Parliamo del Fentanyl, l’oppioide sintetico che la Drug Enforcement Administration statunitense descrive come 100 volte più potente della morfina e 50 volte più dell’eroina.
Un farmaco il cui uso al di fuori del controllo medico, negli Stati Uniti, rappresenta la più grave emergenza sanitaria pubblica dal secondo dopoguerra in poi, con quasi un milione di overdose letali tra la fine degli anni ’90 e il 2022. Il Fentanyl negli ultimi anni ha iniziato a diffondersi anche in Europa e in Italia, tant’è che, a marzo 2025, il Dipartimento per le Politiche antidroga ha presentato un “Piano nazionale di prevenzione contro l’uso improprio di Fentanyl e di altri oppioidi sintetici”. E, adesso, il Ministero della Salute ha inviato alla Federazione Ordine Farmacisti Italiani una circolare contenente un decalogo operativo per la gestione delle prescrizioni di queste sostanze ad alto rischio.

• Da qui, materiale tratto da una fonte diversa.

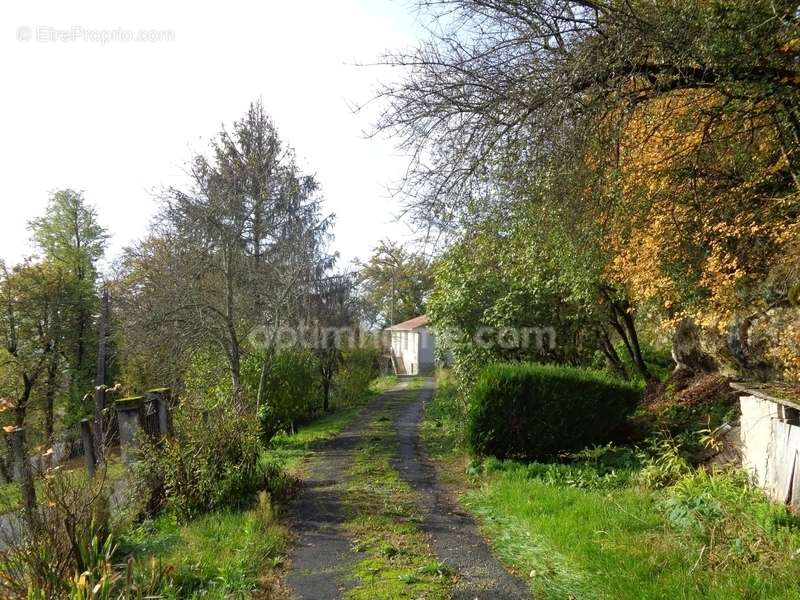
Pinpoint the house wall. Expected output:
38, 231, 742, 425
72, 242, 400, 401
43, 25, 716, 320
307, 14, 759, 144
740, 396, 800, 506
392, 327, 436, 375
419, 327, 436, 372
392, 331, 419, 375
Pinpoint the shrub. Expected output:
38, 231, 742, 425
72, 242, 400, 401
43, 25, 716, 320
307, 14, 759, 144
0, 469, 112, 599
259, 349, 322, 442
467, 363, 640, 458
333, 347, 380, 404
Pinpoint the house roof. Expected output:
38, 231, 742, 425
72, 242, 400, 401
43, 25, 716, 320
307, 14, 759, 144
386, 315, 430, 331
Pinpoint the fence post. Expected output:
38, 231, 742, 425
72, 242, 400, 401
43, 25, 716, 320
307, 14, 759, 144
81, 419, 97, 479
114, 396, 144, 463
10, 427, 36, 519
146, 388, 172, 437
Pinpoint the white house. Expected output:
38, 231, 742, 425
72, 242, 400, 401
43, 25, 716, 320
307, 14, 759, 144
386, 315, 436, 375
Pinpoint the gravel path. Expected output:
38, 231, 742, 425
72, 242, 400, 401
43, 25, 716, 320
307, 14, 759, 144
394, 379, 531, 600
287, 379, 531, 600
286, 382, 406, 600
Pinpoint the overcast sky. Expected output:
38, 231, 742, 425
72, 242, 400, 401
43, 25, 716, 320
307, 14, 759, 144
0, 0, 418, 270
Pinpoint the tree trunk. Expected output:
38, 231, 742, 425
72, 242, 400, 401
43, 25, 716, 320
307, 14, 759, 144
622, 309, 653, 381
600, 329, 630, 380
94, 290, 109, 462
44, 352, 58, 448
322, 377, 331, 412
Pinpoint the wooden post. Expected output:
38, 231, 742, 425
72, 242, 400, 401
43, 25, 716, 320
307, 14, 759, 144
114, 396, 144, 464
94, 289, 108, 462
10, 427, 36, 520
81, 419, 97, 479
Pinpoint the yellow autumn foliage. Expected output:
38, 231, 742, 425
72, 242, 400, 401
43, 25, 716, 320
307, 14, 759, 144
606, 90, 800, 377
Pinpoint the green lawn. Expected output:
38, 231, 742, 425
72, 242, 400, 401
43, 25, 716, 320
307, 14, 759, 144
120, 503, 287, 600
423, 370, 800, 600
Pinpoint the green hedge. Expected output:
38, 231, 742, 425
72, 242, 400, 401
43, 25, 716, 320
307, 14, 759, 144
467, 363, 641, 459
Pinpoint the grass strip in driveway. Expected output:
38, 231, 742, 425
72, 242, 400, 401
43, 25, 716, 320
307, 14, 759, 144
344, 385, 453, 600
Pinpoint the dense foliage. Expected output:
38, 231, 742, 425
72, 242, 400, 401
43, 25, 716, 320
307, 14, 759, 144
258, 349, 322, 442
467, 363, 641, 458
137, 406, 266, 519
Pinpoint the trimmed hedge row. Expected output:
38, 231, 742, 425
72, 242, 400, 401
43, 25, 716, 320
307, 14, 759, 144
467, 363, 641, 459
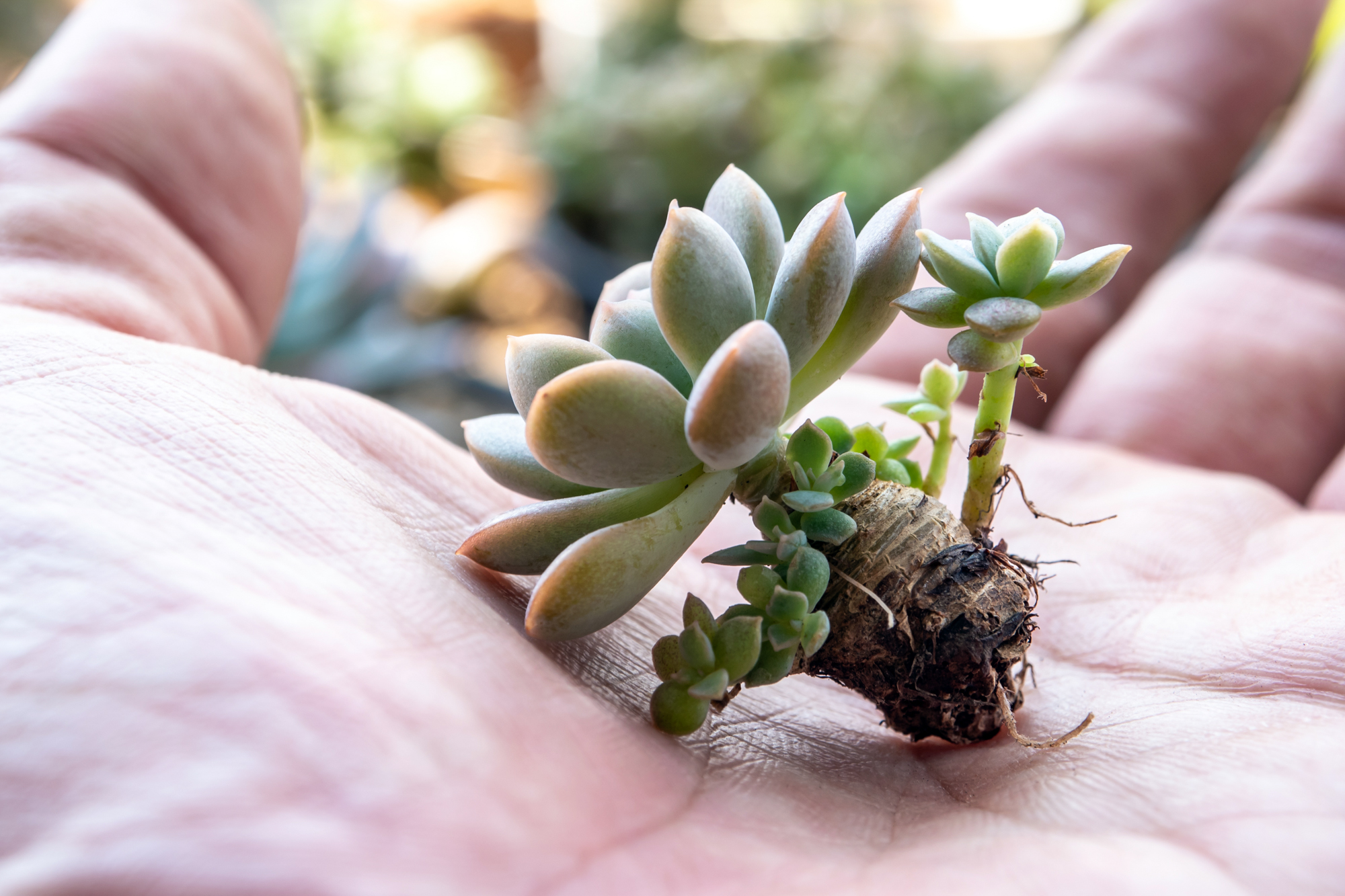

Fentanyl: un decalogo per i farmacisti
I farmacisti sono dunque la categoria-chiave su cui si è deciso di puntare per la prevenzione del fenomeno per cui questi farmaci vengono dirottati dal circuito terapeutico a quello illecito, partendo da un rafforzamento dei controlli sulle prescrizioni anomale. L’obiettivo principale a cui si punta è quello di prevedere l’obbligo di ricetta elettronica, che può più difficilmente essere contraffatta o oggetto di prescrizioni improprie, per tutti i farmaci che contengono sostanze stupefacenti.
Nel frattempo, si punta su un’azione di “sentinella” sul territorio da parte dei farmacisti, a cui è stato inviato un vademecum di 10 azioni di verifica da seguire scrupolosamente. Tra le indicazioni, si parte dall’analisi approfondita del documento di prescrizione e dei suoi contenuti, dalla firma al timbro del medico, con particolare riguardo a eventuali correzioni sospette. Il farmacista dovrà quindi accertare l’identità di chi presenta la ricetta, anche al fine di verificare la coerenza della prescrizione con eventuali precedenti per lo stesso paziente del medico prescrittore, da contattare in caso di dubbi. Dovrà infine essere valutata, in caso di persistenti dubbi su autenticità o appropriatezza, la possibilità di non consegnare il medicinale, oltre a essere richiesta l’immediata comunicazione alle autorità dei casi sospetti di falsificazione o furto.
Il Fentanyl, farmaco e droga
Come medicinale, il Fentanyl viene utilizzato normalmente nei casi più gravi che richiedono una terapia del dolore, come quelli legati ai dolori cronici di tipo oncologico. Non a caso, l’Oms lo ha inserito tra i farmaci essenziali per i pazienti con tumori in stato avanzato. Questa sostanza agisce sui recettori oppioidi inducendo al tempo stesso uno stato di euforia e un rilassamento assoluto, eliminando non tanto il dolore, quanto la sofferenza, e per questi motivi ha anche un uso clinico per indurre l’anestesia. Disponibile in cerotti, fiale, compresse o farmaco iniettabile per via endovenosa, presenta tra gli effetti collaterali lo sviluppo di una rapida dipendenza e tolleranza, che può portare a sintomi di astinenza in caso di riduzione drastica dell’utilizzo. Nel breve periodo, inoltre, può provocare nausea, vomito, stipsi e confusione mentale.
Soprattutto, però, in caso di abuso il Fentanyl, come gli altri oppioidi, può portare alla morte, soprattutto per depressione respiratoria e soffocamento, intervenendo su recettori coinvolti anche nel controllo del respiro. Come droga, il Fentanyl ha iniziato a sostituirsi all’eroina, per la sua facilità di produzione e trasporto e per la sua maggior economicità, oltre che per la vendibilità online, a partire dagli anni ’10 del nuovo millennio. E il numero dei decessi, secondo uno studio dell’Università della California, è aumentato di oltre 50 volte tra il 2010 e il 2021.